Śladów tej nadziei w Nowym Testamencie pełno, zresztą zaraz dalej w dzisiejszym tekście czytamy: „A modlę się o to, aby miłość wasza doskonaliła się coraz bardziej i bardziej w głębszym poznaniu i wszelkim wyczuciu oceny tego, co lepsze, abyście byli czyści i bez zarzutu na dzień Chrystusa”.
Jego dzień to Jego powtórne przyjście, Paruzja, tym razem już nie na krzyż, ale zwycięsko w sensie nie tylko moralnym: aby stworzyć „nową ziemię i nowe niebo”. Pierwsi jego uczniowie byli tak pewni rychłej Paruzji, że w 1 Liście do Tesaloniczan Paweł musiał studzić nastroje: „dzień Pański nadejdzie jak złodziej w nocy”, czyli bądźmy gotowi, ale nie bawmy się w czasowe konkretyzacje. Świadkowie Jehowy są tu dziś raczej niepoprawni.
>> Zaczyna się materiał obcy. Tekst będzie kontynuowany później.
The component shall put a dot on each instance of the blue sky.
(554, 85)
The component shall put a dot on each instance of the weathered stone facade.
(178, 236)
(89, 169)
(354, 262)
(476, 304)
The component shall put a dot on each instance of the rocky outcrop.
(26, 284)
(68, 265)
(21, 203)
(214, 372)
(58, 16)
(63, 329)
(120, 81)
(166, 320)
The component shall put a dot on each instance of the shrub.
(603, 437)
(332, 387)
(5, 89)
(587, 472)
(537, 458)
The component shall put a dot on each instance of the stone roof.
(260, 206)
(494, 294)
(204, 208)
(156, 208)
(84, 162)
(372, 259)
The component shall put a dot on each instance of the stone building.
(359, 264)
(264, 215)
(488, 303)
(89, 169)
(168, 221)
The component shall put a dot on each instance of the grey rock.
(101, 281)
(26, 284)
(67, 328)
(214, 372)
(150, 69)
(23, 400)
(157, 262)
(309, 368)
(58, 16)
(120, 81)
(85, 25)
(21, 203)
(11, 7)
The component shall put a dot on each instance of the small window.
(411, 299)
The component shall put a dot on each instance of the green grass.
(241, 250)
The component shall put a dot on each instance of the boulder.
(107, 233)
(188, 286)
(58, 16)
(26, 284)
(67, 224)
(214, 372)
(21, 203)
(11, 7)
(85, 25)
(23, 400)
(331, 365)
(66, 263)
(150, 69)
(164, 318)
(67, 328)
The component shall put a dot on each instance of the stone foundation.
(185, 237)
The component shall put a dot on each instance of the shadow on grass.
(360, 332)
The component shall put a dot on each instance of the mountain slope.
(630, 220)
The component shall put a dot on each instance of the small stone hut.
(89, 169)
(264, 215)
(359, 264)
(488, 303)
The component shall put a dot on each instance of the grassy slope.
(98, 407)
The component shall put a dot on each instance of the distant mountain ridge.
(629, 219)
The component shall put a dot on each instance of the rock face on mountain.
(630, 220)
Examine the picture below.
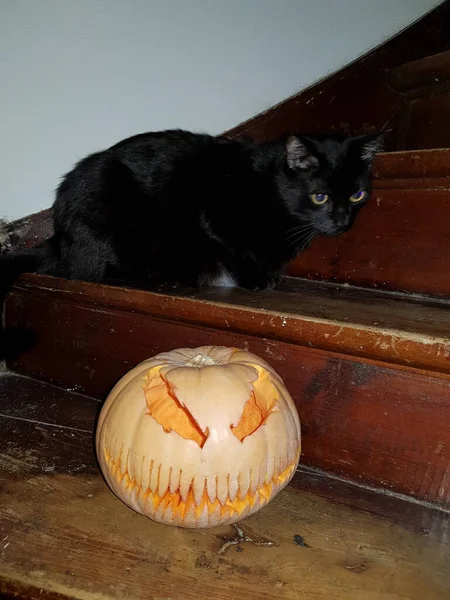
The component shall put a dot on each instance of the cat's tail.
(12, 265)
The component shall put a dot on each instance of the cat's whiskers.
(299, 230)
(303, 239)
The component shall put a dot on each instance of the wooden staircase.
(359, 330)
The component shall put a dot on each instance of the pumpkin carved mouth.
(181, 505)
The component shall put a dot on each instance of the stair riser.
(389, 427)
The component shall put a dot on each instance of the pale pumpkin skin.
(198, 437)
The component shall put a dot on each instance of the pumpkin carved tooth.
(199, 437)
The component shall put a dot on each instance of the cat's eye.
(358, 196)
(319, 198)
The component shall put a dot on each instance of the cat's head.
(325, 180)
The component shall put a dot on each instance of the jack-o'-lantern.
(198, 437)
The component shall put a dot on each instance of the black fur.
(184, 208)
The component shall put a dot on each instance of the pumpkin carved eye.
(258, 407)
(167, 410)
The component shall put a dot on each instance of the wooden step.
(369, 371)
(401, 239)
(425, 112)
(65, 535)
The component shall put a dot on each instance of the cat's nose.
(341, 219)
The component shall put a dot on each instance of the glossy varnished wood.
(358, 98)
(64, 535)
(427, 72)
(379, 423)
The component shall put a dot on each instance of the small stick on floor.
(240, 538)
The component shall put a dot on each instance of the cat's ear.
(371, 145)
(298, 156)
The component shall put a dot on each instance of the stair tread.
(431, 70)
(405, 329)
(64, 534)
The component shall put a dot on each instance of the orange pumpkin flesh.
(198, 438)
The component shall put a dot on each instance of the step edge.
(378, 344)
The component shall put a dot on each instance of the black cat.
(178, 207)
(184, 208)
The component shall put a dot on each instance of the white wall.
(78, 75)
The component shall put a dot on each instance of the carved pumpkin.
(198, 437)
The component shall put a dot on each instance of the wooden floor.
(64, 535)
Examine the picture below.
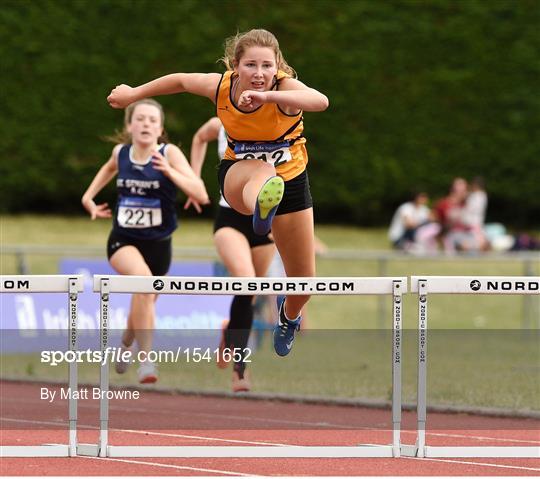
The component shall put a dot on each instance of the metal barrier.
(382, 259)
(106, 285)
(70, 285)
(428, 285)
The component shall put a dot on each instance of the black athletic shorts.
(157, 254)
(228, 217)
(297, 196)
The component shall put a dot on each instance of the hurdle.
(70, 285)
(394, 286)
(424, 285)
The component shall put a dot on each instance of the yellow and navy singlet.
(146, 197)
(266, 133)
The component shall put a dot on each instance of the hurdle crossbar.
(106, 285)
(425, 285)
(70, 285)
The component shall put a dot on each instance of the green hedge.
(420, 92)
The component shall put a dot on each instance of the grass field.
(480, 355)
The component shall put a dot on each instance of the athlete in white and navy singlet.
(145, 208)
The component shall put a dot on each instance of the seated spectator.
(467, 234)
(449, 214)
(412, 228)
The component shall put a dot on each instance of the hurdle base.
(91, 450)
(408, 450)
(44, 450)
(250, 451)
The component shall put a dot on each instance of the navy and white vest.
(146, 197)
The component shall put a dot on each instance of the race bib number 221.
(139, 212)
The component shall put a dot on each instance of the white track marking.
(171, 466)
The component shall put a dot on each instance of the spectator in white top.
(474, 214)
(407, 219)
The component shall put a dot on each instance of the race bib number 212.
(275, 153)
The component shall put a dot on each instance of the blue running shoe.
(284, 332)
(267, 204)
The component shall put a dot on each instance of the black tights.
(237, 333)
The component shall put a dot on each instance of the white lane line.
(164, 434)
(480, 438)
(203, 438)
(471, 463)
(171, 466)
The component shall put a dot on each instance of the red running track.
(164, 419)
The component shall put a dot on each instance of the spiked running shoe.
(284, 332)
(267, 204)
(147, 373)
(223, 359)
(240, 382)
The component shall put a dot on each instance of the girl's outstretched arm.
(175, 166)
(292, 97)
(203, 84)
(105, 174)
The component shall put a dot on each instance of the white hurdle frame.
(70, 285)
(394, 286)
(424, 285)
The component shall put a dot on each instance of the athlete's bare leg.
(295, 239)
(129, 261)
(243, 183)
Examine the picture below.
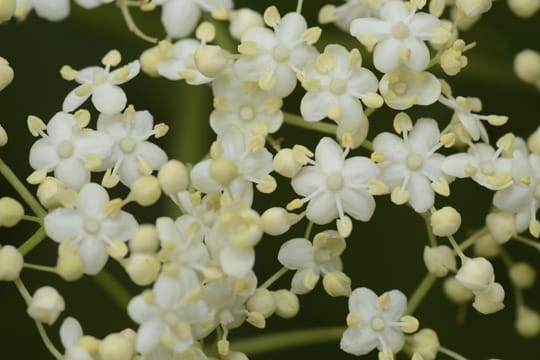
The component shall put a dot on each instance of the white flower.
(411, 166)
(180, 17)
(335, 82)
(69, 150)
(91, 228)
(312, 259)
(70, 333)
(374, 322)
(483, 164)
(334, 185)
(51, 10)
(132, 156)
(167, 313)
(398, 36)
(244, 105)
(406, 87)
(101, 84)
(274, 57)
(178, 62)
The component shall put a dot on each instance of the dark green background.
(383, 254)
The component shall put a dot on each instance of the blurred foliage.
(383, 254)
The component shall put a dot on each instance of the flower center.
(127, 145)
(65, 149)
(91, 226)
(414, 161)
(487, 168)
(377, 323)
(400, 88)
(246, 113)
(280, 53)
(338, 86)
(400, 30)
(334, 182)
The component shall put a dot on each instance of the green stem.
(42, 333)
(450, 353)
(113, 287)
(32, 241)
(420, 292)
(21, 189)
(288, 339)
(272, 279)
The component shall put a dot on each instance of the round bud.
(262, 301)
(337, 283)
(445, 221)
(501, 225)
(143, 269)
(527, 322)
(439, 260)
(3, 136)
(11, 263)
(426, 343)
(6, 73)
(149, 60)
(145, 191)
(533, 142)
(242, 20)
(522, 275)
(524, 8)
(173, 177)
(476, 274)
(115, 347)
(285, 163)
(145, 239)
(7, 9)
(210, 60)
(287, 304)
(46, 305)
(69, 266)
(11, 212)
(489, 300)
(486, 246)
(456, 292)
(275, 221)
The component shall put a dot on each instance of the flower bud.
(485, 246)
(210, 60)
(69, 266)
(456, 292)
(173, 177)
(286, 164)
(143, 269)
(262, 301)
(145, 191)
(426, 343)
(439, 260)
(46, 305)
(533, 142)
(6, 73)
(115, 347)
(501, 225)
(337, 283)
(527, 322)
(490, 300)
(524, 8)
(287, 304)
(476, 274)
(11, 263)
(522, 275)
(242, 20)
(11, 212)
(145, 239)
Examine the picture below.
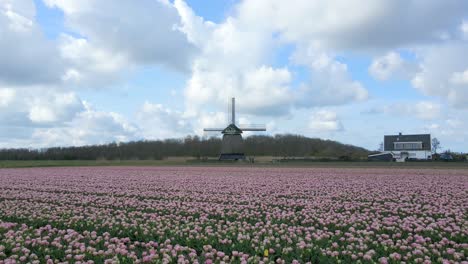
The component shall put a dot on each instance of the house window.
(407, 145)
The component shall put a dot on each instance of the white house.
(404, 147)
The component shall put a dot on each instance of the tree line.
(193, 146)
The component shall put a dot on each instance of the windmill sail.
(232, 144)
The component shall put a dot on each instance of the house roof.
(425, 139)
(232, 130)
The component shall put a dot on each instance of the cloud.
(27, 57)
(158, 122)
(443, 73)
(460, 78)
(7, 96)
(356, 25)
(37, 106)
(391, 65)
(88, 127)
(234, 61)
(424, 110)
(330, 82)
(325, 121)
(144, 33)
(53, 107)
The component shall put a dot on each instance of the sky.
(79, 72)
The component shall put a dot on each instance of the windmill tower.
(232, 144)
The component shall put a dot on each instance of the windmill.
(232, 144)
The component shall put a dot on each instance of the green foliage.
(193, 146)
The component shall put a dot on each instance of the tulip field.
(233, 215)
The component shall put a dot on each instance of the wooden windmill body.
(232, 143)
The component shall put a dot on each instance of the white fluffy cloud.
(143, 33)
(27, 57)
(357, 25)
(442, 73)
(325, 121)
(330, 82)
(88, 127)
(424, 110)
(159, 122)
(391, 65)
(234, 62)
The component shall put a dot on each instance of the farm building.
(405, 147)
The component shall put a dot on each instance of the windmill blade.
(253, 127)
(213, 129)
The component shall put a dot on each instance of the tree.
(435, 145)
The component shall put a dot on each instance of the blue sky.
(84, 72)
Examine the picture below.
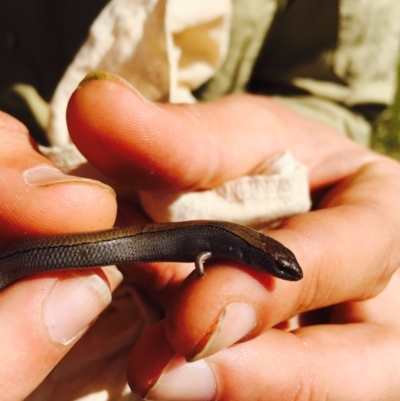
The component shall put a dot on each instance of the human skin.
(347, 248)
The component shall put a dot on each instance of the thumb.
(168, 146)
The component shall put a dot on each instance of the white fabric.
(165, 48)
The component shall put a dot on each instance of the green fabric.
(250, 23)
(333, 61)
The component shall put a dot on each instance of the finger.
(339, 362)
(228, 305)
(182, 147)
(37, 198)
(43, 316)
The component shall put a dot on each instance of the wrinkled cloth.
(185, 51)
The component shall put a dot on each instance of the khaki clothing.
(334, 61)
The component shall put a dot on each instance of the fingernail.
(43, 176)
(183, 381)
(109, 76)
(236, 321)
(73, 303)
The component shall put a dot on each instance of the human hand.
(44, 316)
(348, 345)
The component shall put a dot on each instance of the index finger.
(338, 248)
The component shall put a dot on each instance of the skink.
(190, 241)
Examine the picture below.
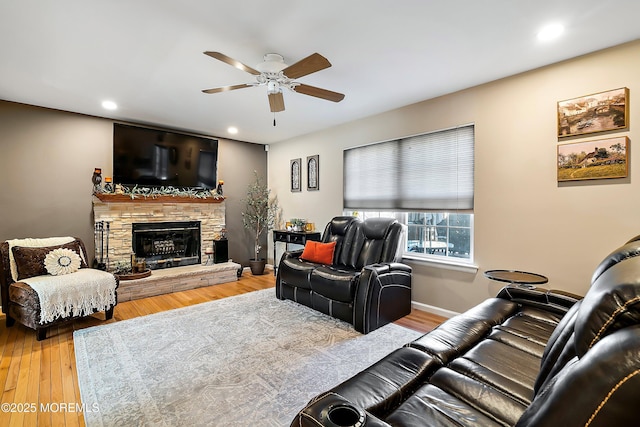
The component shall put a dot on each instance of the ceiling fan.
(276, 75)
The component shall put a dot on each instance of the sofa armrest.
(383, 295)
(550, 300)
(332, 410)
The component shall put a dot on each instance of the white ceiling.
(146, 55)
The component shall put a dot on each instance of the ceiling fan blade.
(224, 58)
(319, 93)
(226, 88)
(276, 102)
(310, 64)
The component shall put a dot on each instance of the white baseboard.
(433, 310)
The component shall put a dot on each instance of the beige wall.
(47, 159)
(524, 219)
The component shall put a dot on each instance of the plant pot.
(257, 266)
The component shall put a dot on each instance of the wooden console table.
(295, 237)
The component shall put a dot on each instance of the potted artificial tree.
(261, 211)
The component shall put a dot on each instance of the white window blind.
(433, 171)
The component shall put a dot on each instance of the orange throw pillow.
(321, 253)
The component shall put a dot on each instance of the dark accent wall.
(47, 158)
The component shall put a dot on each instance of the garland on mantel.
(154, 192)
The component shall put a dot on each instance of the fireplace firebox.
(167, 244)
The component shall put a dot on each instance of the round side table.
(517, 278)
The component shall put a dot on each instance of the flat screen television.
(152, 157)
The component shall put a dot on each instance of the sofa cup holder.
(345, 416)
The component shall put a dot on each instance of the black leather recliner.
(527, 358)
(365, 285)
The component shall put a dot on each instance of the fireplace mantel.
(121, 211)
(111, 198)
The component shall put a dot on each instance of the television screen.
(152, 157)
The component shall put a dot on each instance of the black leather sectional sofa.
(364, 285)
(525, 358)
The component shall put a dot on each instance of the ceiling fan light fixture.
(272, 64)
(273, 87)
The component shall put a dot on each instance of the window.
(426, 182)
(432, 235)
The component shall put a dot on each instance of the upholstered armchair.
(45, 282)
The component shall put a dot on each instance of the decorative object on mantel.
(108, 185)
(313, 177)
(260, 213)
(598, 112)
(97, 179)
(167, 194)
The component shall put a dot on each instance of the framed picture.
(296, 175)
(599, 112)
(600, 159)
(313, 177)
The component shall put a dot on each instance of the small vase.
(257, 266)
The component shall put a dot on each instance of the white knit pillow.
(61, 261)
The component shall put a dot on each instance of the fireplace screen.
(167, 244)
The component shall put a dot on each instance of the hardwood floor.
(39, 379)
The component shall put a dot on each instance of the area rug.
(247, 360)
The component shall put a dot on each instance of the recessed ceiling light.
(109, 105)
(550, 32)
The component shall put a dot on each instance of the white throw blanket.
(76, 294)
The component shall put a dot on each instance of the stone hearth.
(121, 212)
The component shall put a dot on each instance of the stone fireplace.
(167, 244)
(163, 242)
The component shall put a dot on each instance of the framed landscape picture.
(599, 112)
(296, 178)
(600, 159)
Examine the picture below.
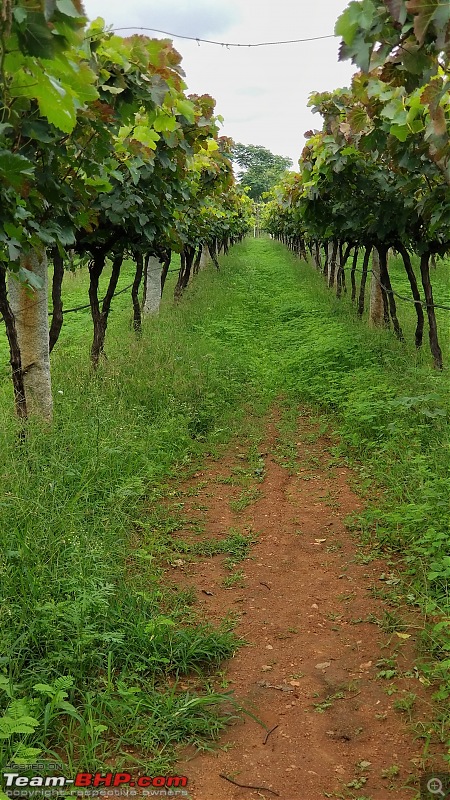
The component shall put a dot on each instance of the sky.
(261, 92)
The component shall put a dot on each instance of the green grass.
(83, 533)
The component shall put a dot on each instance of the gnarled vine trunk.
(30, 310)
(137, 316)
(362, 285)
(100, 315)
(376, 306)
(57, 314)
(388, 293)
(432, 324)
(14, 350)
(152, 286)
(415, 293)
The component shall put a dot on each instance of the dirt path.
(307, 608)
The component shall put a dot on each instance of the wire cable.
(199, 40)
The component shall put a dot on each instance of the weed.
(234, 580)
(247, 497)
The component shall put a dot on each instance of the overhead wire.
(227, 45)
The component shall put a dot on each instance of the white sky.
(262, 93)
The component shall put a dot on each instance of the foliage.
(260, 169)
(263, 326)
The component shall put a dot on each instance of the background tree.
(260, 169)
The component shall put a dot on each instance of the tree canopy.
(260, 169)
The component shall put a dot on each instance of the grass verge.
(93, 643)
Niemniej mamy w Księdze Apokalipsy 22,20 słowa Chrystusa, że przyjdzie On wkrótce, niebawem. W wymiarze książkowym „Uwierzcie w koniec świata” wielki mistyk ojciec Joachim Badeni mówi Judycie Syrek, że tego „niebawem” „nie powinno się rozumieć czasowo, lecz egzystencjalnie”. Ja to bym to ujął tak: musimy patrzeć na cały ten świat jako na coś niewątpliwie, ze swej istoty skończonego. Tym bardziej na przeróżne jego elementy, na „wszystkie nasze dzienne sprawy”, które mijają z bezwzględną nieuchronnością, choć wydają się nam wieczne. „Przemija postać świata” – słowa Pawła i tytuł powieści Hanny Malewskiej: rzecz oczywista, ale dla nas dopiero po fakcie. Kiedy nadejdzie Koniec totalny nie wiemy, ale ta niewiedza jest równie wielka, jak pewność Końca.
U ojca Badeniego ważny jest w tym kontekście Antychryst. Na podstawie Biblii koniec świata kojarzy się bowiem nie tylko z kosmicznymi katastrofami, także z erupcją Zła. Nietrudno o takie odczucia dzisiaj, choć potworów człowieczych nie brakowało i dawniej. Może jednak nie personifikujmy: Zło jest jak powietrze, przenika potwornie cały stary świat.
W październikowym „Liście” Bartłomiej Dobroczyński jednak też pociesza. „Istnieje bowiem Boża Opatrzność. Bóg ma pewien plan, nazywany często historią zbawienia”. Jezus przecież nie przyjdzie jak Tsunami. Jest Nadzieją, nie Strachem.